A curadoria dos cultos que participaram do filme foi bastante baseada nos sons e músicas de cada cerimônia , mas revela também um esforço da dupla em ser abrangente em suas escolhas.  “Os últimos que filmamos foram os evangélicos. Não temos nenhuma ligação com a religião e existe uma visão crítica nossa sobre como algumas igrejas agem no Brasil, mas, como artistas, acreditamos que nosso papel é criar pontes, tentar entender, aproximar”, conta. “O mundo não é preto no branco, queremos achar vias de comunicação subterrâneas”.

Já com os rituais xamânicos de plantas de poder, como a ayahuasca, por exemplo, a dupla tinha certa intimidade. “Em alguns momentos tivemos que tomar pouco do chá, porque estar sob efeito da planta e filmar ao mesmo tempo pode ser difícil, mas os espíritos ajudam nessa hora”, conta Moon.

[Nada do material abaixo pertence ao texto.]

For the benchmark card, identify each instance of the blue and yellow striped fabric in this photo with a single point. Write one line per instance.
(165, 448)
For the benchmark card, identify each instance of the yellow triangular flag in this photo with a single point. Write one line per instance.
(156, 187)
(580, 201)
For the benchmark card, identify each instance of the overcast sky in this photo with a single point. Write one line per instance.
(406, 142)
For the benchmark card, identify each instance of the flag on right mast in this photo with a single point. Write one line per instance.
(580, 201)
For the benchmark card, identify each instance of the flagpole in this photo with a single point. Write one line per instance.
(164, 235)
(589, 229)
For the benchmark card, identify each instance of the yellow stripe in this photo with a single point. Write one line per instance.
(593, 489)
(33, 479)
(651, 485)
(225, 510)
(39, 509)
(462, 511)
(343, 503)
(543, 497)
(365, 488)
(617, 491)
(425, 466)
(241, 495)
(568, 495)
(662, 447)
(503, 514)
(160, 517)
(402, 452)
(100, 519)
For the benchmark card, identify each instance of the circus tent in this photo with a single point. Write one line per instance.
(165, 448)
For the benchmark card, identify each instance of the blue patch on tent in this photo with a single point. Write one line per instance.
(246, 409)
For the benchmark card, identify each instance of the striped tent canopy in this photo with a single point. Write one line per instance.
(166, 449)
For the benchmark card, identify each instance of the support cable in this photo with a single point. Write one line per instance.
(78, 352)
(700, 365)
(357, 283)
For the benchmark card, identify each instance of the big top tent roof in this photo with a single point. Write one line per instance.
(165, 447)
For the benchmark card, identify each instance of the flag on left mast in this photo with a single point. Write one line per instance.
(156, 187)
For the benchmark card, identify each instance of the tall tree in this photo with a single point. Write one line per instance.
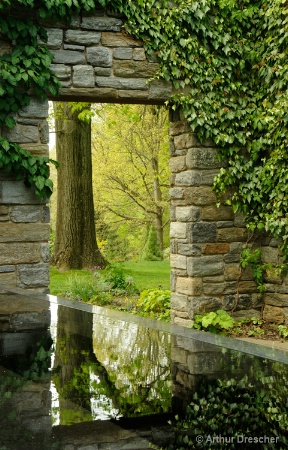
(130, 143)
(75, 241)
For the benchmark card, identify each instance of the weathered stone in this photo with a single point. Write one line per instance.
(189, 286)
(178, 261)
(82, 37)
(31, 275)
(15, 192)
(101, 23)
(17, 252)
(247, 287)
(177, 164)
(123, 53)
(19, 232)
(176, 193)
(61, 71)
(55, 38)
(139, 54)
(27, 213)
(202, 158)
(273, 314)
(134, 69)
(204, 266)
(159, 89)
(99, 56)
(275, 299)
(187, 213)
(203, 232)
(83, 76)
(216, 249)
(189, 249)
(68, 57)
(178, 302)
(214, 214)
(201, 305)
(200, 196)
(23, 134)
(188, 178)
(119, 40)
(178, 230)
(231, 234)
(122, 83)
(36, 108)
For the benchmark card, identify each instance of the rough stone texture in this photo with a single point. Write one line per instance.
(96, 61)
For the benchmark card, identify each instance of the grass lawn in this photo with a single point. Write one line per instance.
(146, 275)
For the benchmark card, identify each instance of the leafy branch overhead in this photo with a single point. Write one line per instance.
(231, 58)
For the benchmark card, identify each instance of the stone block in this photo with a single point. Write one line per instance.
(200, 196)
(119, 40)
(189, 286)
(189, 249)
(188, 178)
(275, 299)
(68, 57)
(274, 314)
(212, 213)
(83, 76)
(187, 213)
(178, 230)
(139, 54)
(20, 232)
(122, 83)
(123, 53)
(101, 23)
(177, 164)
(17, 252)
(203, 158)
(134, 69)
(99, 56)
(216, 249)
(61, 71)
(202, 232)
(176, 193)
(27, 213)
(204, 266)
(178, 261)
(36, 108)
(32, 275)
(22, 134)
(178, 302)
(231, 235)
(80, 37)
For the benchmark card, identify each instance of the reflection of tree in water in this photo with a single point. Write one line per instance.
(88, 383)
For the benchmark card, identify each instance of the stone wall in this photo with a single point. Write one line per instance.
(96, 61)
(206, 241)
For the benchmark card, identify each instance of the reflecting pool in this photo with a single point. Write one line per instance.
(75, 376)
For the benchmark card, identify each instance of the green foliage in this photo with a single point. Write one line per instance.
(155, 302)
(214, 322)
(231, 409)
(232, 59)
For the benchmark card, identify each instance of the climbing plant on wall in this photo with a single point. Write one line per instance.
(228, 56)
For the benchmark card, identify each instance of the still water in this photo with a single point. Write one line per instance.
(74, 376)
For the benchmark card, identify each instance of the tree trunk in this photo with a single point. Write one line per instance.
(75, 242)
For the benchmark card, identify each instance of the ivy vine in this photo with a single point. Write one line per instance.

No fim do processo das gravações, a relação de Priscilla e Vincent com suas próprias espiritualidades foi naturalmente afetada. “Foi um caminho imenso, uma escola sobre os mistérios do mundo”, diz Priscilla.

As conclusões dos franceses pós a jornada do Híbridos não renderam apenas o documentário. O material está disponível também na internet, na íntegra, divido por correntes espirituais ou questões geográficas e sempre acompanhado de textos de antropólogos especializados em cada cerimônia. “No site está o lado mais educativo do projeto, para quem quer entender e celebrar a diversidade brasileira”, conta Priscilla.

A possibilidade de explorar a imensidão da internet para aprofundar as discussões do filme despertou em Vincent novas reflexões sobre cinema e espiritualidade. “A gente quebra os paradigmas desse cinema muito fabricado, o digital é uma renovação total. Tudo livre, de graça, sem padrões. É libertação, uma nova consciência. Essa falta de limite, falta de matéria, é quase espiritual, transcendental”, explica.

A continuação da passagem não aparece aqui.